Unsere digitale Gegenwart kennt kaum noch Grenzen. Mit einem Mausklick bewegen wir uns virtuell in anderen Ländern, Zeitzonen und Kulturen – via Skype nehmen wir visuell am Leben anderer teil und können heute an zwei Orten gleich­zeitig sein. Der Kommu­ni­ka­ti­ons­theo­re­tiker Marshall McLuhan hat schon frühzeitig einen Begriff für diese Entwick­lung gefunden – das Global Village. Die tatsäch­li­chen Distanzen werden erst wieder spürbar, wenn außer­eu­ro­päi­sche Gesell­schaften mit kultu­rellen und ästhe­ti­schen Geltungs­be­dürf­nissen aufwarten, die von westli­chen Vorstel­lungen abweichen. Die Konturen der Moderne im westli­chen Sinne scheinen sich aufzulösen.

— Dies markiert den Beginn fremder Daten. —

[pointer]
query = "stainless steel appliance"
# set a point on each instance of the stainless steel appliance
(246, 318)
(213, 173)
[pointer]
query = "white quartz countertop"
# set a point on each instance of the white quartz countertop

Durch die kultu­rellen Wechsel­wir­kungen in diesem Global Village stellen sich neue Fragen an die Moderne, die auch ihre Aktua­lität in ihrem westli­chen Ursprungs­kon­text betreffen. Im 21. Jahrhun­dert hat der Plura­lismus nicht nur die Kunst erfasst, sondern auch Gesell­schafts­formen, Lebens­stile und Glaubens­rich­tungen. Sind die Ideen der Moderne vor diesem Hinter­grund tatsäch­lich überholt? Was ist aus dem unerschüt­ter­li­chen Fortschritts­glauben, der Faszi­na­tion für Wissen­schaft und Technik, dem kultu­rellen Reform­willen und den formalen Innova­tionen und Perspek­tiv­wech­seln in der bildenden Kunst geworden? Was für die Wissen­schaft der Forschungs­er­folg war, dem entsprach in der Kunst der Klassi­schen Moderne im 20. Jahrhun­dert die ästhe­ti­sche Revolu­tion. Die Abstrak­tion verdrängte die Figura­tion und führte bis hin zur Befreiung der Form vom Gegen­stand und der Farbe von der Form.

Waren in der Postmo­derne noch Abgren­zungs­ver­suche zu diesen Neuerungen spürbar, verhan­deln Künstler der zweiten Hälfte des 20. und im 21. Jahrhun­derts Kunst­rich­tungen der Moderne wie beispiels­weise den Kubismus (z. B. Jan Dibbets), den Konstruk­ti­vismus (z. B. Tony Cragg), den Surrea­lismus (z. B. Neo Rauch) oder die Farbfeld­ma­lerei (z. B. Joseph Marioni, James Turrell) neu. Die Affinität zur Wissen­schaft und Technik spiegelt sich indessen zum Beispiel im Künst­le­r­in­ge­nieur (z. B. Panama­renko, Nam June Paik, Julius Popp) oder in der Insze­nie­rung von Natur­phä­no­menen (z. B. Olafur Eliasson). Die Ausstel­lung fasst derartige Verwandt­schaften und Wahlver­wandt­schaften zusammen.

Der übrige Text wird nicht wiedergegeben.